Correspondences can be sought with other pantheons, based on the qualities thereby distinguished. As implied above, and separately (Examples of Integrated, Multi-set Concept Schemes, 1984), the procedure could be extended to other sets with qualitative implications:
The argument is not that such correspondences necessarily "exist", but rather that human cognitive capacity is disposed to organize significance such as to imply a degree of correspondence, especially where fundamental qualities are of concern. Especially noteworthy is any "distinction" between qualities (as a "done thing" or fait accompli) in contrast with the "process of distinguishing", as an operation implying continuing creative engagement (cf. George Spencer-Brown, Laws of Form, 1969; Douglas G. Flemons, Completing Distinctions: interweaving the ideas of Gregory Bateson and Taoism into a unique approach to therapy, 2001)
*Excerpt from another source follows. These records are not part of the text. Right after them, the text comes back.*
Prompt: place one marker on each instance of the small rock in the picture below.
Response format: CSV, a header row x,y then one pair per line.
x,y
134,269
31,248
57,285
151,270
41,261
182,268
Qualitative complexes: As implied by synaesthesia, each of the sets of qualities challenges any singular connotation of the nature of "quality" -- further challenged by whether it is assumed to be well-bounded, as by a noun descriptor, or better understood as a dynamic (as is appreciated in qualities of movement like dance, surfing, aerobatics, and the like). As noted above, values themselves might be fruitfully understood in terms of the subtle dynamics of strange attractors.
Beyond the notion of "challenge" is the sense in which living (and "quality of life") requires a shifting pattern of experience of qualities -- rather than any form of "monotony" -- to a degree that might be compared with "shapeshifting". This might be understood as a cognitive analogue to a varied diet -- an "information diet", with "cognitive vitamins", possibly even supplemented by "additives" if necessary (Clay A. Johnson, The Information Diet: a case for conscious consumption, 2012). The need for stimulants and psychedelics might be framed in these terms.
Cognitive diet: In a society much-focused on healthy physical diet, what are the constituents of a healthy "cognitive diet"? How many "cognitive vitamins" (and supplements) are required? Might they correspond to the 20 vitamins and supplements widely considered essential to bodily health?
Given the lifestyle diseases to which attention is increasingly accorded, are cognitive analogues to be recognized, as separately discussed (Memetic and Information Diseases in a Knowledge Society: speculations towards the development of cures and preventive measures, 2008)? A striking example potentially follows from the incidence of diabetes as a result of excessive consumption of sweet stuffs. Is it possible that a cognitive analogue to diabetes emerges as a consequence of excessive predilection for the "positive"?